For the foregoing reasons, we find that the trial court erred in ruling that the three-year tolling provision of the New Code can be applied to the two-year limitation period of the Old Code. We hold that § 707-1 of the Old Code is the only statute of limitations to be used in this case and because of defendants' absence from the State, their prosecutions are not barred.
§ 701-104 Principles of construction. The provisions of this Code cannot be extended by analogy so as to create crimes not provided for herein; however, in order to promote justice and effect the objects of the law, all of its provisions shall be given a genuine construction, according to the fair import of the words, taken in their usual sense, in connection with the context, and with reference to the purpose of the provision.
The trial judge dismissed the indictment against Carlson with prejudice, holding that the Agreement on Detainers, HRS chapter 834, had been violated. He ruled that under Article IV(e), the State was required to try Carlson before returning him to Lompoc.
Article IV(e) If trial is not had on any indictment, information or complaint contemplated hereby prior to the prisoner's being returned to the original place of imprisonment pursuant to Article V(e) hereof, such indictment, information or complaint shall not be of any further force or effect, and the court shall enter an order dismissing the same with prejudice.
The State now contends that the trial judge was in error to construe the prosecutor's letter as a detainer. It argues that Carlson was returned to Hawaii via the writ of habeas corpus, which was an alternative procedure to the detainer law for his return. We agree with the State.
The detainer agreement is a model developed by the Council of State Governments. Standing Committee Report No. 426, Senate Journal at 1012-13 (1965). A reading of the Rules, Regulations, and Forms used under the Agreement on Detainers convinces us that a detainer is actually a request for temporary custody. It is directed to the head of the institution, advising him that the inmate is under a criminal charge. The head of the institution is also informed of the specific offense involved by the inmate, the prosecution's proposal to bring the inmate for trial and the specific request for temporary custody of the inmate in accordance with IV(a) of the agreement. To complete the report, the appropriate judge must have approved, recorded and transmitted the request.
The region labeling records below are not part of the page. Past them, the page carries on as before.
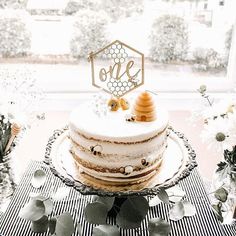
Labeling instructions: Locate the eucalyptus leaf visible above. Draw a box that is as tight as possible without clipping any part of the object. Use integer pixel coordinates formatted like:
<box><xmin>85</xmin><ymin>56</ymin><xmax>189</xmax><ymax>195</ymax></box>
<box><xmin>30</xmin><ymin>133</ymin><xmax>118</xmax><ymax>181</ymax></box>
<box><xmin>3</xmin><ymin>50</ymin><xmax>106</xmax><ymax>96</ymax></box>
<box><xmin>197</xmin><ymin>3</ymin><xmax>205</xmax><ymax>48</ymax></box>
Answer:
<box><xmin>148</xmin><ymin>218</ymin><xmax>170</xmax><ymax>236</ymax></box>
<box><xmin>166</xmin><ymin>186</ymin><xmax>186</xmax><ymax>202</ymax></box>
<box><xmin>55</xmin><ymin>212</ymin><xmax>75</xmax><ymax>236</ymax></box>
<box><xmin>48</xmin><ymin>217</ymin><xmax>57</xmax><ymax>234</ymax></box>
<box><xmin>94</xmin><ymin>196</ymin><xmax>115</xmax><ymax>211</ymax></box>
<box><xmin>93</xmin><ymin>225</ymin><xmax>120</xmax><ymax>236</ymax></box>
<box><xmin>149</xmin><ymin>196</ymin><xmax>162</xmax><ymax>207</ymax></box>
<box><xmin>211</xmin><ymin>204</ymin><xmax>224</xmax><ymax>223</ymax></box>
<box><xmin>84</xmin><ymin>202</ymin><xmax>108</xmax><ymax>225</ymax></box>
<box><xmin>19</xmin><ymin>199</ymin><xmax>45</xmax><ymax>221</ymax></box>
<box><xmin>43</xmin><ymin>198</ymin><xmax>53</xmax><ymax>215</ymax></box>
<box><xmin>31</xmin><ymin>216</ymin><xmax>48</xmax><ymax>233</ymax></box>
<box><xmin>31</xmin><ymin>169</ymin><xmax>46</xmax><ymax>188</ymax></box>
<box><xmin>77</xmin><ymin>223</ymin><xmax>82</xmax><ymax>236</ymax></box>
<box><xmin>214</xmin><ymin>188</ymin><xmax>228</xmax><ymax>202</ymax></box>
<box><xmin>52</xmin><ymin>187</ymin><xmax>70</xmax><ymax>201</ymax></box>
<box><xmin>183</xmin><ymin>201</ymin><xmax>197</xmax><ymax>216</ymax></box>
<box><xmin>157</xmin><ymin>188</ymin><xmax>169</xmax><ymax>204</ymax></box>
<box><xmin>170</xmin><ymin>202</ymin><xmax>184</xmax><ymax>221</ymax></box>
<box><xmin>116</xmin><ymin>196</ymin><xmax>149</xmax><ymax>229</ymax></box>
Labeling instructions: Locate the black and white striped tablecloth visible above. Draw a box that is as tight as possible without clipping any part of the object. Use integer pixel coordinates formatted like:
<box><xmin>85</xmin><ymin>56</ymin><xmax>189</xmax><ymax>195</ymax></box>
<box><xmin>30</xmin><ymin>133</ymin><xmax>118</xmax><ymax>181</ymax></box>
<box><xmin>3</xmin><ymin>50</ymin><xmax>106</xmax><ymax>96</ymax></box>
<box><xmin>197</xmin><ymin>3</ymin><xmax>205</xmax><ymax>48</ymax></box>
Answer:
<box><xmin>0</xmin><ymin>162</ymin><xmax>236</xmax><ymax>236</ymax></box>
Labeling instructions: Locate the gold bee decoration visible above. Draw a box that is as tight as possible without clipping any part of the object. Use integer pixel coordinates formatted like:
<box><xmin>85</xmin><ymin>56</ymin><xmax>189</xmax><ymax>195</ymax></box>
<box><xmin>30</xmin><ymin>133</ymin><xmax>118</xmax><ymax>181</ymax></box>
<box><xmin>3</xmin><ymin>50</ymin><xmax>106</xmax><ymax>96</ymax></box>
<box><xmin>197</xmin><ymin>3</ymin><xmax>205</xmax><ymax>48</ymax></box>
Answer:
<box><xmin>119</xmin><ymin>98</ymin><xmax>129</xmax><ymax>110</ymax></box>
<box><xmin>108</xmin><ymin>98</ymin><xmax>120</xmax><ymax>111</ymax></box>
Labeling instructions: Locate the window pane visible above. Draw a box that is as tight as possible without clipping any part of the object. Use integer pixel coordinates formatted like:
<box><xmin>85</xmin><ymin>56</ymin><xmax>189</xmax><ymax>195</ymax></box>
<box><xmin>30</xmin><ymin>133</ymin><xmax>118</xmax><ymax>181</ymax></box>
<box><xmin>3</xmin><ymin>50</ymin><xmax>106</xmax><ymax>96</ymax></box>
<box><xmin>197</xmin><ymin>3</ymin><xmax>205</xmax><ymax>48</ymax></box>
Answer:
<box><xmin>0</xmin><ymin>0</ymin><xmax>236</xmax><ymax>90</ymax></box>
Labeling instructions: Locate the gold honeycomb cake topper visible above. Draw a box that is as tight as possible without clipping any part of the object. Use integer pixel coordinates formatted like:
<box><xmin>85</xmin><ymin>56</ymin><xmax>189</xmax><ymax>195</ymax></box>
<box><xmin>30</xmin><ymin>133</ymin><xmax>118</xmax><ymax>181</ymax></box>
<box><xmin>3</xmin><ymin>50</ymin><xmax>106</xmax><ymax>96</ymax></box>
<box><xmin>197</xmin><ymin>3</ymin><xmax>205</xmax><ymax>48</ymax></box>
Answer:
<box><xmin>89</xmin><ymin>40</ymin><xmax>144</xmax><ymax>98</ymax></box>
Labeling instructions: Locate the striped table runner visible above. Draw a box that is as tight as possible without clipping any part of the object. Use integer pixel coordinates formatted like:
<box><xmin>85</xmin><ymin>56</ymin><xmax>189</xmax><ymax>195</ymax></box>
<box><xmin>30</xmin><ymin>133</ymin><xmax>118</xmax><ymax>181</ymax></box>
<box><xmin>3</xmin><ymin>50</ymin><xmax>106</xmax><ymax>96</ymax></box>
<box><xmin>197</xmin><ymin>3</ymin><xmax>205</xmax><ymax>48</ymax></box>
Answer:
<box><xmin>0</xmin><ymin>162</ymin><xmax>236</xmax><ymax>236</ymax></box>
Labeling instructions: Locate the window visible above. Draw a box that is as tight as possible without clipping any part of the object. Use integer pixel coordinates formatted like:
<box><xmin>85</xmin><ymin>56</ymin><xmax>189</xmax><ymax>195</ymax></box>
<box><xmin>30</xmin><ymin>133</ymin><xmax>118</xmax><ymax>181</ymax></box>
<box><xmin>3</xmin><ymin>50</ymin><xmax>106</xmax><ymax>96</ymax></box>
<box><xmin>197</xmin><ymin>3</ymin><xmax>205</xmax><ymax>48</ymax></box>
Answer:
<box><xmin>0</xmin><ymin>0</ymin><xmax>236</xmax><ymax>94</ymax></box>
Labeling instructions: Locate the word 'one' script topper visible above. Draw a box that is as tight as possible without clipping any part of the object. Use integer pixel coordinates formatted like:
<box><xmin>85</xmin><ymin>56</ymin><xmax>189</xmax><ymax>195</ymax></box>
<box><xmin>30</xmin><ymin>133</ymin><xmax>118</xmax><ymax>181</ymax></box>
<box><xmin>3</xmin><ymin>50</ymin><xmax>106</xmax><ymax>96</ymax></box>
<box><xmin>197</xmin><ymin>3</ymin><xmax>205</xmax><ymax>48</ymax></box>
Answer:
<box><xmin>89</xmin><ymin>40</ymin><xmax>144</xmax><ymax>97</ymax></box>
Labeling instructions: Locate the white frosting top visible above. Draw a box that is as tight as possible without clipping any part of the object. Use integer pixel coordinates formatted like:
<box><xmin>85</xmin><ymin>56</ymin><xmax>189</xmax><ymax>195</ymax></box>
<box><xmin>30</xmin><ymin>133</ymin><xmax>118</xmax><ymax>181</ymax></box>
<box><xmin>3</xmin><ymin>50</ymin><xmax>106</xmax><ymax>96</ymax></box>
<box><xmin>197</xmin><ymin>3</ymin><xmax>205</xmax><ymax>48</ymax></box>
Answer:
<box><xmin>69</xmin><ymin>103</ymin><xmax>168</xmax><ymax>142</ymax></box>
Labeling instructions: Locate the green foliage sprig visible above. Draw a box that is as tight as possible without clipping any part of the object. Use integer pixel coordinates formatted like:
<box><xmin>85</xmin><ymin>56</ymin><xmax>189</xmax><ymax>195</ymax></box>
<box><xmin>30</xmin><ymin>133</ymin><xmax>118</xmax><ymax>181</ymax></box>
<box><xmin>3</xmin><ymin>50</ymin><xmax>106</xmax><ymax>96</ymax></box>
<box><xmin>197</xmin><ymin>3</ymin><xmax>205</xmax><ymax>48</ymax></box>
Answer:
<box><xmin>0</xmin><ymin>115</ymin><xmax>11</xmax><ymax>163</ymax></box>
<box><xmin>19</xmin><ymin>169</ymin><xmax>75</xmax><ymax>236</ymax></box>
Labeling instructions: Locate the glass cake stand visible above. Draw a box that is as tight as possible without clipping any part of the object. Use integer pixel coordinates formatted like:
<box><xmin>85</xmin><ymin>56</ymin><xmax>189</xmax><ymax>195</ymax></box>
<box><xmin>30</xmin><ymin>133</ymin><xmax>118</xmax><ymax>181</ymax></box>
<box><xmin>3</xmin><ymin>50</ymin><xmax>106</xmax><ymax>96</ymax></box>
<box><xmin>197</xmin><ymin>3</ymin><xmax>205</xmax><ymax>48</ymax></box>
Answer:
<box><xmin>44</xmin><ymin>127</ymin><xmax>197</xmax><ymax>197</ymax></box>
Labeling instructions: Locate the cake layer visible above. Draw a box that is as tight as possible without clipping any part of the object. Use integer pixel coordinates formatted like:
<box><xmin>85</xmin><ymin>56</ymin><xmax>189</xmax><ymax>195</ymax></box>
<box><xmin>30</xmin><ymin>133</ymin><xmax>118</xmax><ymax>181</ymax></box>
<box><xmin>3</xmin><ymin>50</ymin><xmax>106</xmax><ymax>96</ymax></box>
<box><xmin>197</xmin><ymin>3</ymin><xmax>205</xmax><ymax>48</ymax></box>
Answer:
<box><xmin>74</xmin><ymin>151</ymin><xmax>162</xmax><ymax>183</ymax></box>
<box><xmin>69</xmin><ymin>102</ymin><xmax>168</xmax><ymax>159</ymax></box>
<box><xmin>70</xmin><ymin>128</ymin><xmax>168</xmax><ymax>158</ymax></box>
<box><xmin>71</xmin><ymin>141</ymin><xmax>166</xmax><ymax>173</ymax></box>
<box><xmin>69</xmin><ymin>103</ymin><xmax>168</xmax><ymax>144</ymax></box>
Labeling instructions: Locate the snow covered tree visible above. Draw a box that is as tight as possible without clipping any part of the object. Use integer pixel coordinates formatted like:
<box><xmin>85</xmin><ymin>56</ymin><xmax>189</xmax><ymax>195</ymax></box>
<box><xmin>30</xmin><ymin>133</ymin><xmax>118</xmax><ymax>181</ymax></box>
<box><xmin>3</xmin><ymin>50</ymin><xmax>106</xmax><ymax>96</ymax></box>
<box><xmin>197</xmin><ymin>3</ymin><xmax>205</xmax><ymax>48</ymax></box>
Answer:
<box><xmin>0</xmin><ymin>10</ymin><xmax>31</xmax><ymax>57</ymax></box>
<box><xmin>101</xmin><ymin>0</ymin><xmax>144</xmax><ymax>21</ymax></box>
<box><xmin>0</xmin><ymin>0</ymin><xmax>27</xmax><ymax>9</ymax></box>
<box><xmin>64</xmin><ymin>0</ymin><xmax>98</xmax><ymax>15</ymax></box>
<box><xmin>70</xmin><ymin>10</ymin><xmax>110</xmax><ymax>58</ymax></box>
<box><xmin>150</xmin><ymin>15</ymin><xmax>188</xmax><ymax>63</ymax></box>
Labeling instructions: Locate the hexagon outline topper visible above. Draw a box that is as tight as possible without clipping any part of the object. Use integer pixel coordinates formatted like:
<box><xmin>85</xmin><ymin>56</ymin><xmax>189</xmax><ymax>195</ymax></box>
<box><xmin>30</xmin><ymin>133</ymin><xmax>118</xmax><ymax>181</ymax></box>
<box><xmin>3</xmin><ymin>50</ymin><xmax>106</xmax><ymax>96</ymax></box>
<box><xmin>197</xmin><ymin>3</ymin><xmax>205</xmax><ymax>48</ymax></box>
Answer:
<box><xmin>88</xmin><ymin>40</ymin><xmax>144</xmax><ymax>98</ymax></box>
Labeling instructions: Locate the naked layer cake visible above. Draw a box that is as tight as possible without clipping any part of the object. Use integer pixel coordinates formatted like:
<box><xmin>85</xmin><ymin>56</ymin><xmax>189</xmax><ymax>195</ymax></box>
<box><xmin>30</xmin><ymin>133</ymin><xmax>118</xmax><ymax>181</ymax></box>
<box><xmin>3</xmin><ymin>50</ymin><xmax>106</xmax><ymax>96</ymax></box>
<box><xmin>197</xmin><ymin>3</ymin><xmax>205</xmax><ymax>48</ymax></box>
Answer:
<box><xmin>69</xmin><ymin>92</ymin><xmax>168</xmax><ymax>189</ymax></box>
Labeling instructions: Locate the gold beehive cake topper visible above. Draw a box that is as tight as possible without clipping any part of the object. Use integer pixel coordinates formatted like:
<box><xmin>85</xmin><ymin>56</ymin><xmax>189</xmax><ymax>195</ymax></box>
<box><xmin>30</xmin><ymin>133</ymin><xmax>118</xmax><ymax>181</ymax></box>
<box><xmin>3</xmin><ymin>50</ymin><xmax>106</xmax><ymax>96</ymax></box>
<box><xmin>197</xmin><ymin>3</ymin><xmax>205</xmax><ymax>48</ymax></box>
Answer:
<box><xmin>133</xmin><ymin>91</ymin><xmax>156</xmax><ymax>122</ymax></box>
<box><xmin>89</xmin><ymin>40</ymin><xmax>144</xmax><ymax>98</ymax></box>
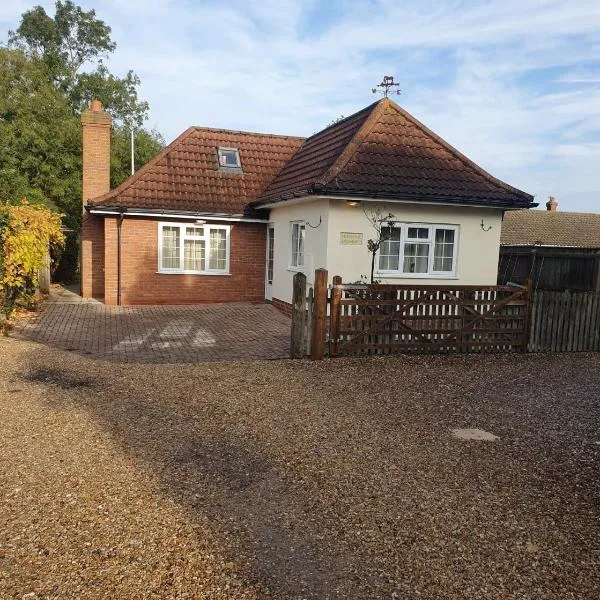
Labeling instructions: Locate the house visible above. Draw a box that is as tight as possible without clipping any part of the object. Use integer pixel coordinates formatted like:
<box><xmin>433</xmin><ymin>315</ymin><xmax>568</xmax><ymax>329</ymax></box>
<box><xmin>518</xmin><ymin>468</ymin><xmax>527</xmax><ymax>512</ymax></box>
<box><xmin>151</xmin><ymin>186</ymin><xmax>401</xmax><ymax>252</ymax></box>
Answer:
<box><xmin>81</xmin><ymin>98</ymin><xmax>534</xmax><ymax>311</ymax></box>
<box><xmin>498</xmin><ymin>196</ymin><xmax>600</xmax><ymax>292</ymax></box>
Article IV(a) The appropriate officer of the jurisdiction in which an untried indictment, information or complaint is pending shall be entitled to have a prisoner against whom he has lodged a detainer and who is serving a term of imprisonment in any party state made available in accordance with Article V(a) hereof upon presentation of a written request for temporary custody or availability to the appropriate authorities of the state in which the prisoner is incarcerated; provided that the court having jurisdiction of such indictment, information or complaint shall have duly approved, recorded and transmitted the request; and provided further that there shall be a period of thirty (30) days after receipt by the appropriate authorities before the request be honored, within which period the governor of the sending state may disapprove the request for temporary custody or availability, either upon his own motion or upon motion of the prisoner. (Emphasis added.)
Lacking all of the foregoing requirements, we find that the letter was not a detainer and that the trial judge was in error to dismiss the indictment against Defendant Carlson.
Reversed and remanded for action consistent with this opinion.